1. The Classic Mbotumbo Formula
This figure represents the canonical working form of the type.
- Squatting and Cup-Bearing: The posture and held bowl are the defining diagnostic of the Mbotumbo lineage — this is the reference silhouette against which rarer variants are judged.
- Bush Spirit in Action: The bared teeth and hunched shoulders encode the amuin bush spirit's aggression, ready to attack malevolent sorcery on behalf of the shrine's owner.

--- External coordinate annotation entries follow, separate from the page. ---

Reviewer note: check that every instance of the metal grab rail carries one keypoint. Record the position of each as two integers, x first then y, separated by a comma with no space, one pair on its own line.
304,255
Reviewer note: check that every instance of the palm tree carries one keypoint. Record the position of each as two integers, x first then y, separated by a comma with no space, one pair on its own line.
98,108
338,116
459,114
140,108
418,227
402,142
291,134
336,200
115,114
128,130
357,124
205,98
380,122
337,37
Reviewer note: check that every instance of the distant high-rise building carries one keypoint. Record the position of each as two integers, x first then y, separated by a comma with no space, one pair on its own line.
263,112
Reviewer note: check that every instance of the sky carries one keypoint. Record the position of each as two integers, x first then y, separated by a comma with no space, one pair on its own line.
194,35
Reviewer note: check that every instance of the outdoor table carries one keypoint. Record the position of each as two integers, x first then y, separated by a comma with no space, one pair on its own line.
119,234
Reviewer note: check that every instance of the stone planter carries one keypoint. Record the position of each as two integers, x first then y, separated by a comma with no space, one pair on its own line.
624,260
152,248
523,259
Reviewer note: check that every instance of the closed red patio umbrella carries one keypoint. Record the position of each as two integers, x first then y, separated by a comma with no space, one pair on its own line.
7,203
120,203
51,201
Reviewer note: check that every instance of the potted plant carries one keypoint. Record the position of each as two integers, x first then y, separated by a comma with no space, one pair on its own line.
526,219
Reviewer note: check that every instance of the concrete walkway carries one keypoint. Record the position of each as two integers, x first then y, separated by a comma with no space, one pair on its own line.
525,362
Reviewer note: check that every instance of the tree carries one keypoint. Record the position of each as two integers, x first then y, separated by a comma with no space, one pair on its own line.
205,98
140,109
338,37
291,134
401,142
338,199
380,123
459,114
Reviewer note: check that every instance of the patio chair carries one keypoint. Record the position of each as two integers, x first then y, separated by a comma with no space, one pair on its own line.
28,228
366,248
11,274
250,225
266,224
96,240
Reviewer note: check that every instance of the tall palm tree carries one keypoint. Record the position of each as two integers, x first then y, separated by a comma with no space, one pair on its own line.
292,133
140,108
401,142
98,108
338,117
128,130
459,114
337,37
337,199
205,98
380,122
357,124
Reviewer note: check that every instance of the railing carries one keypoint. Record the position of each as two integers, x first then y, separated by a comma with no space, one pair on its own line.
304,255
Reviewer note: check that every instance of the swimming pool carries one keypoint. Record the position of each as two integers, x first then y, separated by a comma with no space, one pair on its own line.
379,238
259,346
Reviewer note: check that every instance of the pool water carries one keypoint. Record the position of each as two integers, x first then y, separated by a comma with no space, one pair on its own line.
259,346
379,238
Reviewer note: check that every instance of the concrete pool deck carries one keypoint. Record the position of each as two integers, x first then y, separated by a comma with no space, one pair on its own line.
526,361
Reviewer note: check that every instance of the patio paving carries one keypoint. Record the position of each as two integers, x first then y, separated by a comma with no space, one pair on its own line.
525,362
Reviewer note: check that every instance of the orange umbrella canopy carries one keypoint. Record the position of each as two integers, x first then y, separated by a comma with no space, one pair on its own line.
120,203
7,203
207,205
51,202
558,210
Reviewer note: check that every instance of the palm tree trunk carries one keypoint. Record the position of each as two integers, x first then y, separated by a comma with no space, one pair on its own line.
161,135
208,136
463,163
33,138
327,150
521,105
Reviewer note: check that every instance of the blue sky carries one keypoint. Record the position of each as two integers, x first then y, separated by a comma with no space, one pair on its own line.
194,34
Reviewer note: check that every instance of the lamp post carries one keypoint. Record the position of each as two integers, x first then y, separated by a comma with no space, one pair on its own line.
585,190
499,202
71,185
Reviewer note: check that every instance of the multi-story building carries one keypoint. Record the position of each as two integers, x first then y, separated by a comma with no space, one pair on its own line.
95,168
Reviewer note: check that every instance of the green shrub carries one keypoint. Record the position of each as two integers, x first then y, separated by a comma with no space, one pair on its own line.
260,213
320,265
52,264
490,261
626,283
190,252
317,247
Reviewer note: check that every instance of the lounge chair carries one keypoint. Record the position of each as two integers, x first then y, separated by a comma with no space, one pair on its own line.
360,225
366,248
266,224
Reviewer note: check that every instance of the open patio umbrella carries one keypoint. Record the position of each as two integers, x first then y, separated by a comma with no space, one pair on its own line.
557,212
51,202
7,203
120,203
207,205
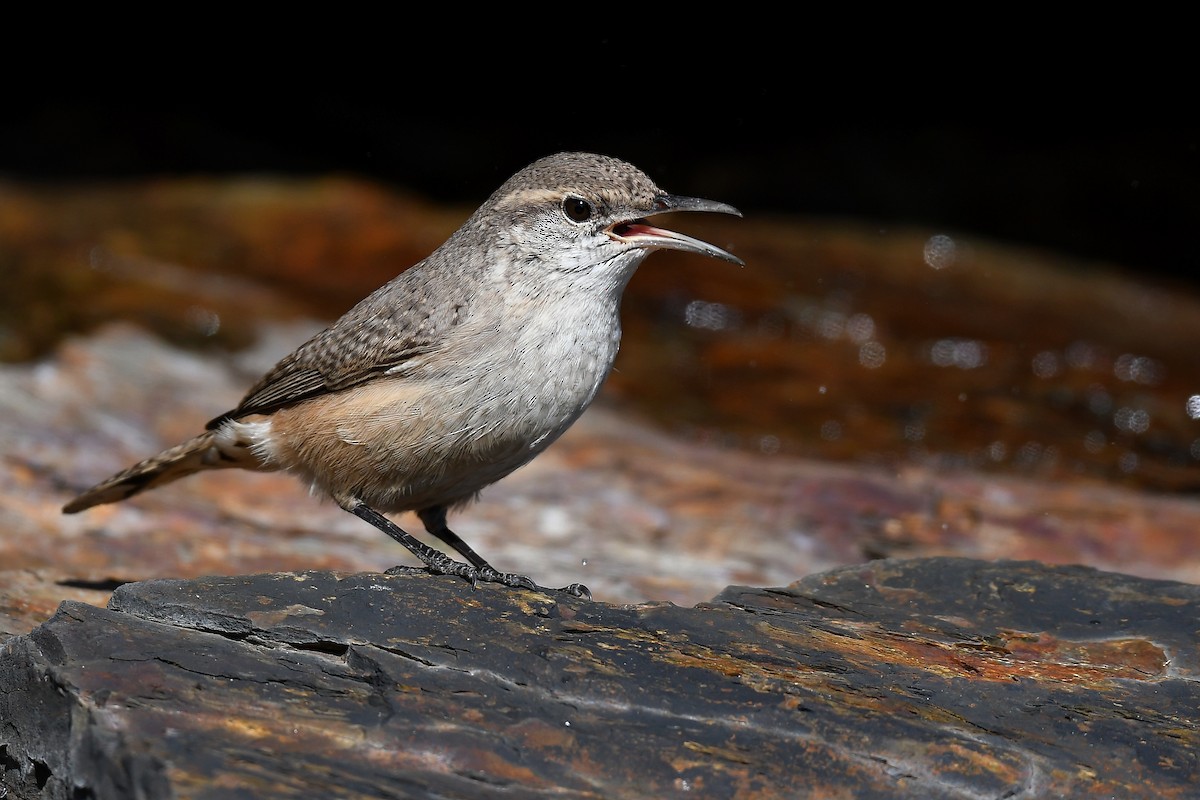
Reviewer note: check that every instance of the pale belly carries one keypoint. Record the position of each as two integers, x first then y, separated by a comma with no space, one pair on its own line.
399,444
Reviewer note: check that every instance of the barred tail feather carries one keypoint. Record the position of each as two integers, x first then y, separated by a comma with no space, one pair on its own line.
192,456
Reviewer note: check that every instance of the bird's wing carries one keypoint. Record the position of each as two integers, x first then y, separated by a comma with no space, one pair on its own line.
383,331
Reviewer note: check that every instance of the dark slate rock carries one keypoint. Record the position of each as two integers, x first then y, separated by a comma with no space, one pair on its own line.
933,678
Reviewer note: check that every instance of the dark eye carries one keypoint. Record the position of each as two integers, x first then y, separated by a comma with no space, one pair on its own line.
577,209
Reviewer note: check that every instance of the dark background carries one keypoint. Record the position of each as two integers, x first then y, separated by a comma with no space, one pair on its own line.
1126,194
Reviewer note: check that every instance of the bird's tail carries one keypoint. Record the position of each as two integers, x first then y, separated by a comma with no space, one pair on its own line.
192,456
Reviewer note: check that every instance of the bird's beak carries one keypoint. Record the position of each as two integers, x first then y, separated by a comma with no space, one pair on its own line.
641,234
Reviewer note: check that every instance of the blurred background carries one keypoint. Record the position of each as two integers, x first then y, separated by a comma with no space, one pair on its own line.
1123,191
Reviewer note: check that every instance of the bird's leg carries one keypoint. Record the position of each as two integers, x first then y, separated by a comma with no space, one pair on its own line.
436,560
435,521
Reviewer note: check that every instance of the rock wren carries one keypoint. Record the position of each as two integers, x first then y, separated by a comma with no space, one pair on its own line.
460,370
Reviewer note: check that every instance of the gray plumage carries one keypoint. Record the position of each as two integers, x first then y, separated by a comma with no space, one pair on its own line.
460,370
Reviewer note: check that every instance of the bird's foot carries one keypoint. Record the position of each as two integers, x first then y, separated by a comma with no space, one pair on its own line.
442,564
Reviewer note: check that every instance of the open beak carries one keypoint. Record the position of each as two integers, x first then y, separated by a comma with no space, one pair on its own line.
641,234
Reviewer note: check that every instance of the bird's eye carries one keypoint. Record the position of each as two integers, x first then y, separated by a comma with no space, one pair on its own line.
577,209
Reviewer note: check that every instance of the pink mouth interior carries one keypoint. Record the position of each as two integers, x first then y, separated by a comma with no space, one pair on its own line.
629,229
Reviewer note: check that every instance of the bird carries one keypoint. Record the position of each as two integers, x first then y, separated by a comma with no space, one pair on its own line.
460,370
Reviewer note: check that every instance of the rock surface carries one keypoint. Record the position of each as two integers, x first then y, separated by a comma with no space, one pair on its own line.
930,678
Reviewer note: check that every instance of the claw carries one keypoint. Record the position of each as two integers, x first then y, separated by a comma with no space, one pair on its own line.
577,590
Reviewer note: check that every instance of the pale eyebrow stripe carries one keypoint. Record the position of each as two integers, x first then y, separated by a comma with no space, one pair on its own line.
532,197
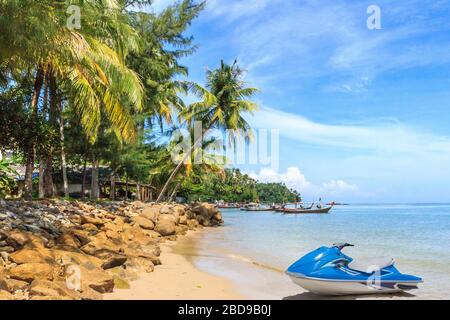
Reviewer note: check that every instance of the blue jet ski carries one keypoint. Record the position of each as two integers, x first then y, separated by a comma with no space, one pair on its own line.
327,271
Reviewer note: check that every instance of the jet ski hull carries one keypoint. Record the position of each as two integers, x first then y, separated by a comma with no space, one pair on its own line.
342,287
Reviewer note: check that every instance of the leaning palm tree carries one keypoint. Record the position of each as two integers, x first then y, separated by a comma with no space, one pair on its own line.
89,63
224,102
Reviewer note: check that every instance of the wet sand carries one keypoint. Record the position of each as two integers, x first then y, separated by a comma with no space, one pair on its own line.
177,278
195,270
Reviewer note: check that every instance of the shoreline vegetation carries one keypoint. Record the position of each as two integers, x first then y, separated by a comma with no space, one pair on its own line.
58,250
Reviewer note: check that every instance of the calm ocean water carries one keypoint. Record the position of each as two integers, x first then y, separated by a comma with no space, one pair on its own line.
417,236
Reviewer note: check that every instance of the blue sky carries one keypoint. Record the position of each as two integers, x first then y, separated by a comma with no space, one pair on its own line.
363,114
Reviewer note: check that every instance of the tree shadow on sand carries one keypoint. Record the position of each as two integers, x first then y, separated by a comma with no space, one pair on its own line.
312,296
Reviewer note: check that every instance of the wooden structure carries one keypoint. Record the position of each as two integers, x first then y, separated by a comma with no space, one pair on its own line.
142,192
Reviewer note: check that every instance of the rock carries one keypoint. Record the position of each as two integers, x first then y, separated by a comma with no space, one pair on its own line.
4,256
165,225
140,265
69,259
218,216
30,271
116,227
12,285
18,240
5,295
97,280
3,235
98,246
144,223
38,290
69,240
90,294
38,255
7,249
120,283
82,235
192,223
89,227
150,213
183,220
53,289
165,210
113,261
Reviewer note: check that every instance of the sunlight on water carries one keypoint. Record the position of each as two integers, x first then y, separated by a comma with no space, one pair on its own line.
417,236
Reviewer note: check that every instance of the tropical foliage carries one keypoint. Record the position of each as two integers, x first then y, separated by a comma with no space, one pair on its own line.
93,103
234,186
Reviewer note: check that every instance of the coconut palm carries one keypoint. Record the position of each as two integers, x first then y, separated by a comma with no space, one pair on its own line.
89,63
225,101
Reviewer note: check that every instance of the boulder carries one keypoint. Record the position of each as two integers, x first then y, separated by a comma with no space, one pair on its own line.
150,213
69,240
98,246
183,220
165,225
192,223
37,255
90,294
89,227
114,260
30,271
92,220
144,223
116,227
12,285
7,249
140,264
97,280
82,236
18,240
5,295
53,289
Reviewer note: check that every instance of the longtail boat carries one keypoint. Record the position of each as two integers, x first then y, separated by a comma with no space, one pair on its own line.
295,211
258,209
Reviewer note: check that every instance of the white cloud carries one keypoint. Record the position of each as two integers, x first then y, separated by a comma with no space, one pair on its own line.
232,10
389,138
339,186
293,178
329,39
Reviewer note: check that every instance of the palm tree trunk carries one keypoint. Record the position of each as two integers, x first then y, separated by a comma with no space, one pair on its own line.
52,120
28,187
94,179
138,192
112,193
178,167
41,179
63,152
175,190
126,186
83,183
48,176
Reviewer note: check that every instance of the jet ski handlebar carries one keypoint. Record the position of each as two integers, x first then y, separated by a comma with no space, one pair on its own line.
342,245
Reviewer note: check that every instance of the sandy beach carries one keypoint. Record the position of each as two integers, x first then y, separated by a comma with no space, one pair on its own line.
177,278
180,277
192,270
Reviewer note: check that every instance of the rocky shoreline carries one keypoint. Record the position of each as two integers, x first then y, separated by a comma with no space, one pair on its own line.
58,250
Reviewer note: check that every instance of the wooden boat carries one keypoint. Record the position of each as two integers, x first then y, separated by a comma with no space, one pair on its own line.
259,209
305,211
228,207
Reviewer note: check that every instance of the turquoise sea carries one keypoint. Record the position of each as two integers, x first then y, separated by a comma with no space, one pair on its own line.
416,235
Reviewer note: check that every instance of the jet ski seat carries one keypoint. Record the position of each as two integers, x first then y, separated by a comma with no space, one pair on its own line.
371,265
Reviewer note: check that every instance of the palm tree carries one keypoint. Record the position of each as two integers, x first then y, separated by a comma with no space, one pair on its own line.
225,101
88,63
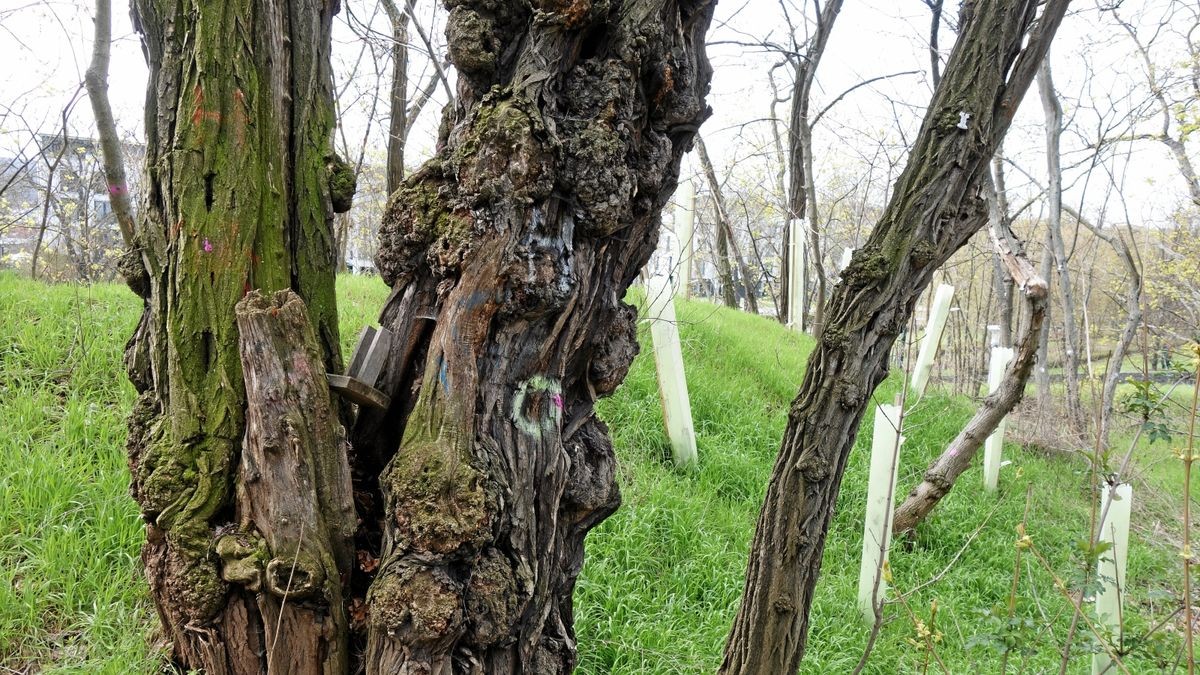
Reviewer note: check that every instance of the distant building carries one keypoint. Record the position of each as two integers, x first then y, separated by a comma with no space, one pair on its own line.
63,184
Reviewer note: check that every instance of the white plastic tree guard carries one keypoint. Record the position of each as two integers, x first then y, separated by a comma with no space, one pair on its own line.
685,228
929,344
797,263
995,443
1115,506
669,362
881,487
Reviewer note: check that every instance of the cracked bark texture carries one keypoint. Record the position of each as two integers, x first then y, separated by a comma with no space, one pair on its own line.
508,255
934,209
238,197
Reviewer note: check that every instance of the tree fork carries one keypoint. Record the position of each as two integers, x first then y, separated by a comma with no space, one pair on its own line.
934,209
508,255
942,473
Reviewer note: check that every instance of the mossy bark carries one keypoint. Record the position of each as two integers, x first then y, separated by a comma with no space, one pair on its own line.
239,118
509,254
935,208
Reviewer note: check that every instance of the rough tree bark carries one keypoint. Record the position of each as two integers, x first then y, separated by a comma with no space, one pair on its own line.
239,196
934,209
1053,111
508,255
942,473
726,227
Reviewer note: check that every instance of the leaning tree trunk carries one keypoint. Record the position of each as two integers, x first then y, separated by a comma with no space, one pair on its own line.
935,208
941,475
508,255
240,519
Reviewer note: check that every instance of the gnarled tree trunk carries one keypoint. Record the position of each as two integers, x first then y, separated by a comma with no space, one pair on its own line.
239,119
508,255
934,209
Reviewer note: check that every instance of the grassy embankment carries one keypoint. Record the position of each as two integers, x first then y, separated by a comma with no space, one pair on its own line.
663,575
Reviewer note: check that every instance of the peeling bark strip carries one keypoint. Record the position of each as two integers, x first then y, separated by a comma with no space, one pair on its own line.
942,473
293,548
239,119
508,255
935,208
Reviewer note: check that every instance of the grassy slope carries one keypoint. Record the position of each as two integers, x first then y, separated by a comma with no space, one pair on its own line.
663,575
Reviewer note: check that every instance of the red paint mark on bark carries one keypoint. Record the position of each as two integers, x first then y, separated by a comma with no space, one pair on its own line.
197,105
239,115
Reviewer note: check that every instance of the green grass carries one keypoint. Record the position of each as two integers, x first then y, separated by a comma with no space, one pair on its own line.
663,575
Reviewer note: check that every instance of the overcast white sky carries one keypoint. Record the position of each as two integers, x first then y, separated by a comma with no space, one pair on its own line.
47,47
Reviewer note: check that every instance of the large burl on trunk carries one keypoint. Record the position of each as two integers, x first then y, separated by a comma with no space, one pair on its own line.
238,196
508,255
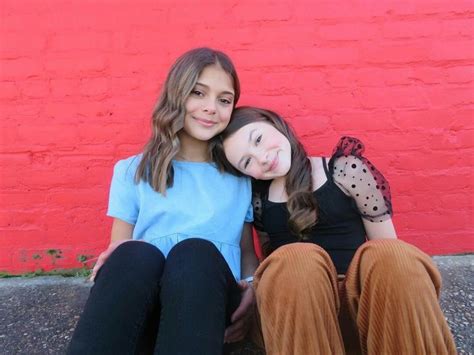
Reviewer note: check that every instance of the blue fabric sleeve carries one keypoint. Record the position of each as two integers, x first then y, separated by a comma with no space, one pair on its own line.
123,198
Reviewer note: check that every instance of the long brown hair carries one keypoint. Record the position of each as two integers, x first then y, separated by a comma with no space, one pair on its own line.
168,115
301,204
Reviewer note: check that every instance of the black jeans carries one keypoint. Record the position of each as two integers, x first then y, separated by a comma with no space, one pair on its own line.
142,304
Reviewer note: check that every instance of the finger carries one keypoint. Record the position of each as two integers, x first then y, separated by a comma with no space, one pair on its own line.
243,285
232,332
245,304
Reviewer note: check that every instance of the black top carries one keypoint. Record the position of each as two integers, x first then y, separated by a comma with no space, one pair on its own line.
339,230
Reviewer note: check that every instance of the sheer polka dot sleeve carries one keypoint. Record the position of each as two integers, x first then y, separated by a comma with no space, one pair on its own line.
361,180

2. Compact Ritual Function
At 53 cm, this is the smallest of the three Baule simians in the collection.
- Intimate Shrine Piece: Easier to handle and feed on a daily basis than the larger 68 cm example — likely in constant active use rather than reserved for major ceremonies.
- Thicker Crust per Inch: The dense encrustation relative to scale suggests particularly frequent sacrificial feeding.
3. 20th-Century Continuity
The mid-century date matters.
- Tradition Unbroken: Even as colonial-era disruption reshaped much of Ivorian ceremonial life, the Mbotumbo canon continued to be carved and activated.
- Trance-Diviner Survival: Komien divination persisted into the twentieth century, and figures like this confirm the living continuity of the bush-magic complex.
Summary
This compact Baule Mbotumbo is the everyday working weapon of the type. Canonical in posture, thick in patina, and actively used into the twentieth century, it carries the Ivorian bush-magic tradition forward into modern times.